Commuters hugging it out at Centralen Station. Photo: Charlotte Rudenstam
Huddles of huggers littered the Central Station concourse in Stockholm, just ten days after The Local dissected The Swedish Hug. "I've spent my life wondering why people don't hug more," one flash mobster said.
From 5pm onwards, huggers got a-hugging in Sweden. The Expressen newspaper was on the scene, recording every hug.
"It's such a nice start to the weekend," one hugger told them, a huge smile on his face. Behind him, a man in an orange sweater embraced a slightly shorter woman.
Video from the main concourse at Stockholm's Central station showed cluster of huggers in front of the arrivals and departures board. Expressen also reported that a similar event was taking place in southern city Malmö.
Another male hugger said embracing was "magical" and healthy, "because hugs calm you down", while a woman said she felt people should hug more.

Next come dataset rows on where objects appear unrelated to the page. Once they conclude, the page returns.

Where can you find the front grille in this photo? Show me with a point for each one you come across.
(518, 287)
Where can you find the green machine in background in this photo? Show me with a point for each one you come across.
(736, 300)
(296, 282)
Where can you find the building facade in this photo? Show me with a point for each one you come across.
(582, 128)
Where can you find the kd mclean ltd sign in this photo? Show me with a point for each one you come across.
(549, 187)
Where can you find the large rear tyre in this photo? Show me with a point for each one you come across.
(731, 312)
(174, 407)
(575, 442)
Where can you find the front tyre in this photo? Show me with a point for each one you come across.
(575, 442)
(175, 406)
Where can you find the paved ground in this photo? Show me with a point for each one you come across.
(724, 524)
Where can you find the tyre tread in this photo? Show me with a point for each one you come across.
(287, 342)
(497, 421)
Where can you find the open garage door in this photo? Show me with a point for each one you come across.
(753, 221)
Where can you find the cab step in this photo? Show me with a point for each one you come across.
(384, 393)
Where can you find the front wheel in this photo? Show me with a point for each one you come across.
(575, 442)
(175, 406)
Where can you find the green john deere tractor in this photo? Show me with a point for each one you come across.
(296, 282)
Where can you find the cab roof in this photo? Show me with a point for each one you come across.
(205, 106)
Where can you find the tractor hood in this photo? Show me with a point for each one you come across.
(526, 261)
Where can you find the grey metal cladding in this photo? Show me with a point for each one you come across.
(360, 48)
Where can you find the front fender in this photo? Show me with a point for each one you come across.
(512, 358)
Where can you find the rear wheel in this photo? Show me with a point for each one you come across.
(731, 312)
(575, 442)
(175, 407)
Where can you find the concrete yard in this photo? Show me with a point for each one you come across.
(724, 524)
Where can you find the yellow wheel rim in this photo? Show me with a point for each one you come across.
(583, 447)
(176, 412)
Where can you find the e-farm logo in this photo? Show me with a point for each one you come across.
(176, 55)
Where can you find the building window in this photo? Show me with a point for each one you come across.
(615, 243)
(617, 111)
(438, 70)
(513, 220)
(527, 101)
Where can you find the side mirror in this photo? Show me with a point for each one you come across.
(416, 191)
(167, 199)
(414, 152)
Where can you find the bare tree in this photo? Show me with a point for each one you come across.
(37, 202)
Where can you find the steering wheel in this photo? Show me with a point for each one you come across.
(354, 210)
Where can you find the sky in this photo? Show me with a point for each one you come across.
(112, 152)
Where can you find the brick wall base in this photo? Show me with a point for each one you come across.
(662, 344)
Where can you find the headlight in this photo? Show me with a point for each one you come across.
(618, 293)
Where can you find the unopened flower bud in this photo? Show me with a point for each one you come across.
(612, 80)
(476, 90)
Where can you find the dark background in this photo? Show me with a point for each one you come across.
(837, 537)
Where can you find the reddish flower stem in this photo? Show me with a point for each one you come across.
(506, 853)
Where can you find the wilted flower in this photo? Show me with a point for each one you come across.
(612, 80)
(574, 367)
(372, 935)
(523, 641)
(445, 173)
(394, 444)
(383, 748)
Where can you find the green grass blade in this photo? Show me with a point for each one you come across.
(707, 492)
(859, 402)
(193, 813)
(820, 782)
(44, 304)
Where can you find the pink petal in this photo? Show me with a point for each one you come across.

"I've spent my life wondering why people don't hug more," she told Expressen.
The topic of Swedes' propensity for a good hug made it into the news last week after The Local's Oliver Gee addressed the topic as a strange cultural quirk.
"It's all a bit confusing for me, especially as Swedes usually enjoy their privacy," the Australian reporter wrote
in his original article, which was also picked up by Svenska Dagbladet. "I still go for the handshake every time and people recoil. It's become so bad that I have a reputation among my friends as a non-hugger."
Flash mob organizer Charlotte Rudenstam said she had been thinking about the flash mob for weeks, but that she had blogged about Gee's article, which acted as a catalyst for pushing the hugathon from idea to reality.
"Hugging is so popular in Sweden, we love a good, long hug, and that's what people are doing here today," Rudenstam told The Local on Friday. "We need more loving in our life, so we thought: Why not start out the world's first ever hugging flash mob?"
Gee's article earned him an invite to talk Swedish etiquette on breakfast show Nyhetsmorgon on TV4, where the grande dame of good manners, Magdalena Ribbing, embraced him on air.
As the flash mob wrapped up at Stockholm's Centralen, the organizer said she hoped the trend would spread. And she said she hoped people would hug not just more, but for longer.
"People are taking 20-second hugs - that way you can really feel the love flow through you," Rudenstam said.